Humans are all impacted when they see blood, torture, and death. The images may bring us to our knees or make us sick, but we are always drawn to them, just like individuals who want to learn more about war. These novels may have included too much gore for most readers, but the news coverage is no different from what you will find in a fiction novel.  Each of these dystopian societies succeeded in part because they built walls around the citizens, blocking off their connection and communication with the outside world. In today’s world, these same action occurs internally, when someone turns off the news because of a murder three blocks away, the starving children commercial comes on, or when news anchors debate about what will happen to the Middle East/the U.S./Asia/Africa/the world.

People put up walls to block out the suffering in the world because if they don’t see or hear about it, than it’s not happening so severely or maybe just not right this minute. Readers need this gore in dystopian novels. It’s not enough that they acknowledge and accept that governments become corrupt with time, policies, or people, but that they acknowledge that people are hurt and killed on a daily basis because of this corruption. In older dystopian novels, the people’s power had already been taken away, but ours is still here.
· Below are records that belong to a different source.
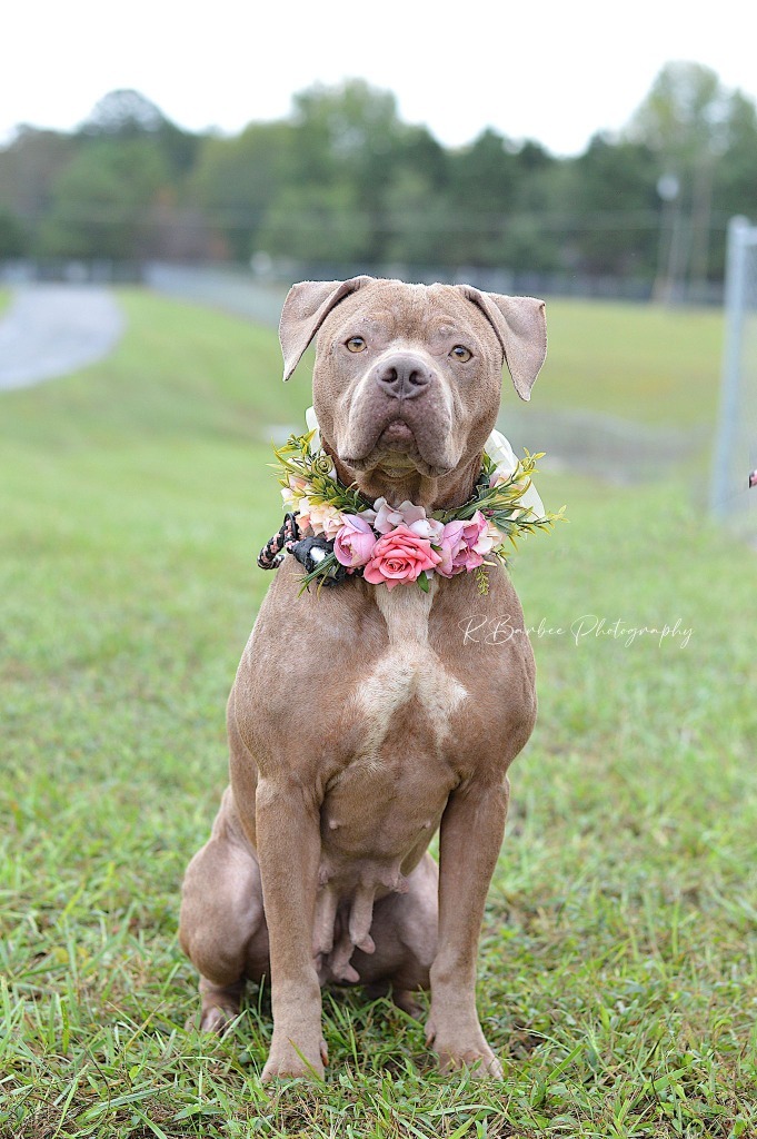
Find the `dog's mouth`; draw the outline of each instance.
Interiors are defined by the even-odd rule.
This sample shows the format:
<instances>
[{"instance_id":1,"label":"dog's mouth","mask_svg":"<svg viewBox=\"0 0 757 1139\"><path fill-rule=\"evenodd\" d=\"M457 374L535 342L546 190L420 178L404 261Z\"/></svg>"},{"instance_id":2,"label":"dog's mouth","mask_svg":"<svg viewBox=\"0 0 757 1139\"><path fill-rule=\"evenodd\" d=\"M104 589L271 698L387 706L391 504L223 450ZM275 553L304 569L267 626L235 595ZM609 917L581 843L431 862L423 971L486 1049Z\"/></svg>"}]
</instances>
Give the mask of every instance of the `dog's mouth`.
<instances>
[{"instance_id":1,"label":"dog's mouth","mask_svg":"<svg viewBox=\"0 0 757 1139\"><path fill-rule=\"evenodd\" d=\"M351 456L347 462L356 470L379 470L389 478L406 477L409 472L438 477L447 467L423 458L415 433L405 419L392 419L376 436L367 453Z\"/></svg>"}]
</instances>

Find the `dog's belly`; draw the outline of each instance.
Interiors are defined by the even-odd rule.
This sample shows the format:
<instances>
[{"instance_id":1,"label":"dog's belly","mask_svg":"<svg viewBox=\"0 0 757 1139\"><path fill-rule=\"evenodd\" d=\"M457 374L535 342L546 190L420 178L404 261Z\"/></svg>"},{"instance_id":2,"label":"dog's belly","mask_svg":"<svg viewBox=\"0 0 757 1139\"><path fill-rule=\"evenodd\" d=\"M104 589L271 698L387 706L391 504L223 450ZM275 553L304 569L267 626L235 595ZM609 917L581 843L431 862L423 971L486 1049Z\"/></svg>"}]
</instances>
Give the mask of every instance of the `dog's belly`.
<instances>
[{"instance_id":1,"label":"dog's belly","mask_svg":"<svg viewBox=\"0 0 757 1139\"><path fill-rule=\"evenodd\" d=\"M458 782L452 718L468 699L428 644L431 598L405 591L394 605L379 601L389 646L345 702L359 744L321 808L314 951L322 976L336 981L357 980L349 957L355 947L372 951L373 901L406 888L438 827ZM408 623L413 608L421 620Z\"/></svg>"}]
</instances>

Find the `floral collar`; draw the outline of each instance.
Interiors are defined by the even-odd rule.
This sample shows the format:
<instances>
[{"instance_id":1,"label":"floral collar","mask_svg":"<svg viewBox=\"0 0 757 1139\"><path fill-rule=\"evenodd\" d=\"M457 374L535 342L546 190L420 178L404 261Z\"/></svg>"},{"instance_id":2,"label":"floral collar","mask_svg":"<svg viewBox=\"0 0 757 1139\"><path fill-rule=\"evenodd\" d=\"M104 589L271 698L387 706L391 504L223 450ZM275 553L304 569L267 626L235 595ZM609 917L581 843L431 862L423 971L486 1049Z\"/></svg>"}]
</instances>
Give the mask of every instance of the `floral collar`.
<instances>
[{"instance_id":1,"label":"floral collar","mask_svg":"<svg viewBox=\"0 0 757 1139\"><path fill-rule=\"evenodd\" d=\"M313 408L306 421L304 435L290 435L274 448L287 514L257 559L261 568L273 570L289 551L305 568L303 589L357 575L389 590L417 584L428 591L435 573L475 573L486 593L485 567L507 564L508 542L515 547L518 536L550 530L565 516L565 507L548 514L532 483L543 452L525 451L524 459L516 459L497 431L486 441L468 502L427 514L408 501L396 507L385 498L371 502L354 485L345 486L321 446Z\"/></svg>"}]
</instances>

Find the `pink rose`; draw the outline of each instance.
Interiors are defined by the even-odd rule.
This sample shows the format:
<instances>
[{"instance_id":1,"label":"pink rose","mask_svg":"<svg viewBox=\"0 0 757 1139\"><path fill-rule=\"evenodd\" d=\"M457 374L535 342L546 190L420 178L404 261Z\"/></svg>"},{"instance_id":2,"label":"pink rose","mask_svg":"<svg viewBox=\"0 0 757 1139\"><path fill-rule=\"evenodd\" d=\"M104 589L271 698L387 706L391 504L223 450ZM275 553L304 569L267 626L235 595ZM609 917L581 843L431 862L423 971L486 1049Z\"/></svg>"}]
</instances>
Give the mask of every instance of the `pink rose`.
<instances>
[{"instance_id":1,"label":"pink rose","mask_svg":"<svg viewBox=\"0 0 757 1139\"><path fill-rule=\"evenodd\" d=\"M334 539L334 554L343 566L364 566L376 546L370 523L357 514L344 514L344 525Z\"/></svg>"},{"instance_id":2,"label":"pink rose","mask_svg":"<svg viewBox=\"0 0 757 1139\"><path fill-rule=\"evenodd\" d=\"M426 538L414 534L409 526L397 526L377 541L364 577L371 585L384 583L394 589L418 581L423 571L434 570L441 560Z\"/></svg>"}]
</instances>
There is still enough power in the world that is focused on helping people so the children and young adults who fight are not alone. Before, the characters needed to regain power. Today, the characters must fight back and be prepared to face harsh realities and sacrifice. Readers have the power and they see the truth of the world; now is the time for them to put the novel down and do something about it.

There will stop being gore in dystopian novels when the gore is acknowledged in our world.